Shaaban menunjukkan bahwa serangan pemukim Israel paling sering terjadi di Nablus dan Al-Khalil, masing-masing menyaksikan 43 serangan, diikuti oleh Ramallah dengan 38 serangan, dan 25 serangan di Al-Quds (Yerusalem). Serangan-serangan ini termasuk 68 insiden vandalisme properti dan pencurian, yang memengaruhi wilayah besar tanah Palestina. Selain itu, Israel mencabut 642 pohon, termasuk 610 pohon zaitun, terutama di Hebron (292 pohon), Jenin (250 pohon), dan Al-Quds (100 pohon).

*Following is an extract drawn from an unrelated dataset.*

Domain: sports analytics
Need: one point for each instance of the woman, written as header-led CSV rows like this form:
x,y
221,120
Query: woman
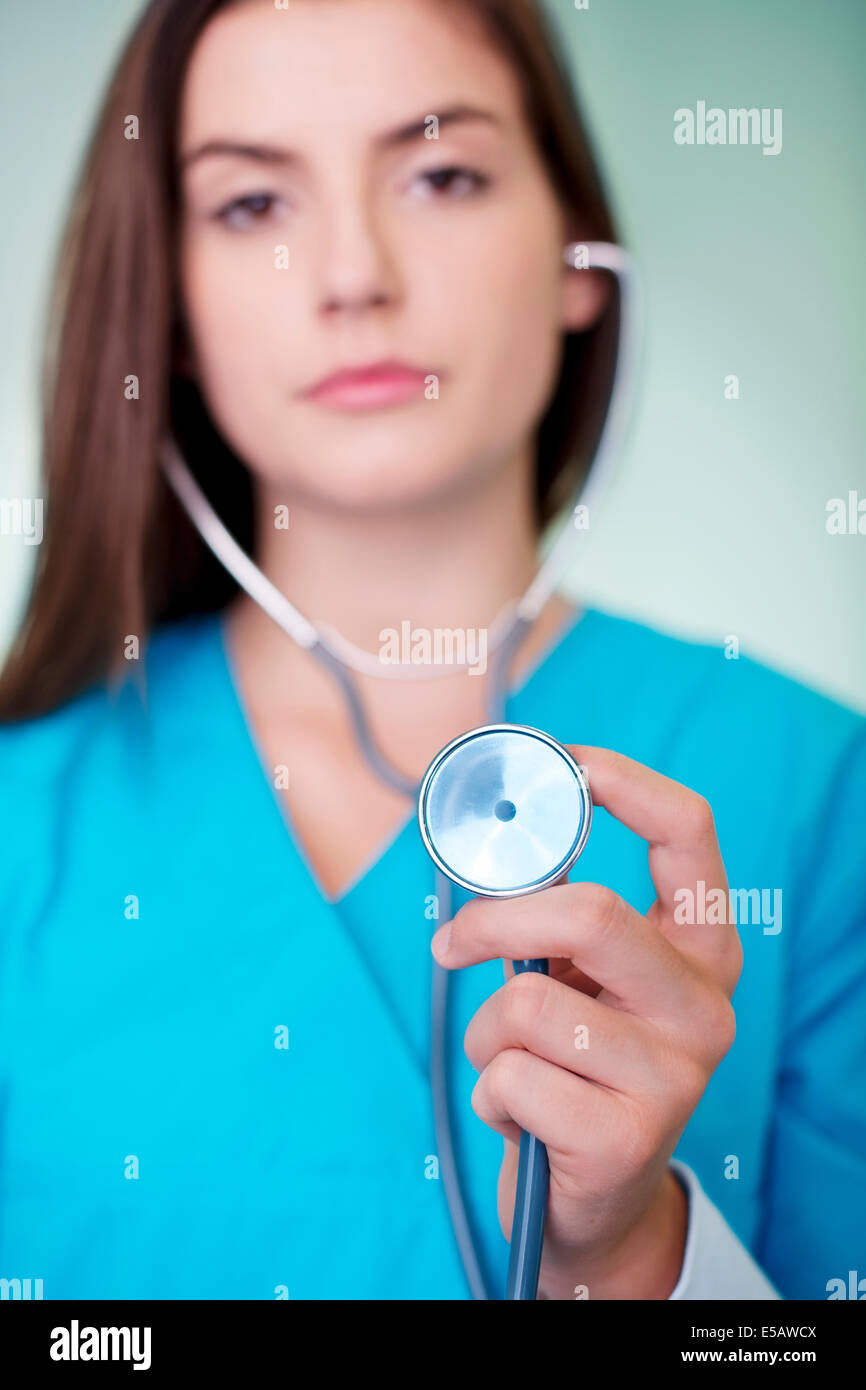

Laporan itu juga menyoroti penargetan sistematis komunitas Arab al-Mleihat di barat laut Ariha (Jericho), tempat penjajah membuka jalan yang mengelilingi daerah itu dan membakar masjid komunitas, dalam upaya memaksa pemindahan penduduk untuk ekspansi kolonial.
Selain itu, Israel juga melakukan 79 pembongkaran sepanjang Februari. Pembongkaran ini berdampak pada 156 bangunan, termasuk 109 rumah yang berpenghuni. Pembongkaran yang paling parah terjadi di Hebron, dengan 55 struktur hancur, diikuti oleh Jenin (26), Al-Quds(19), dan Salfit (15). Selain itu, Israel juga mengeluarkan 93 perintah pembongkaran, terutama di Nablus (25), Tulkarm (24), Hebron (13), dan Tubas (8).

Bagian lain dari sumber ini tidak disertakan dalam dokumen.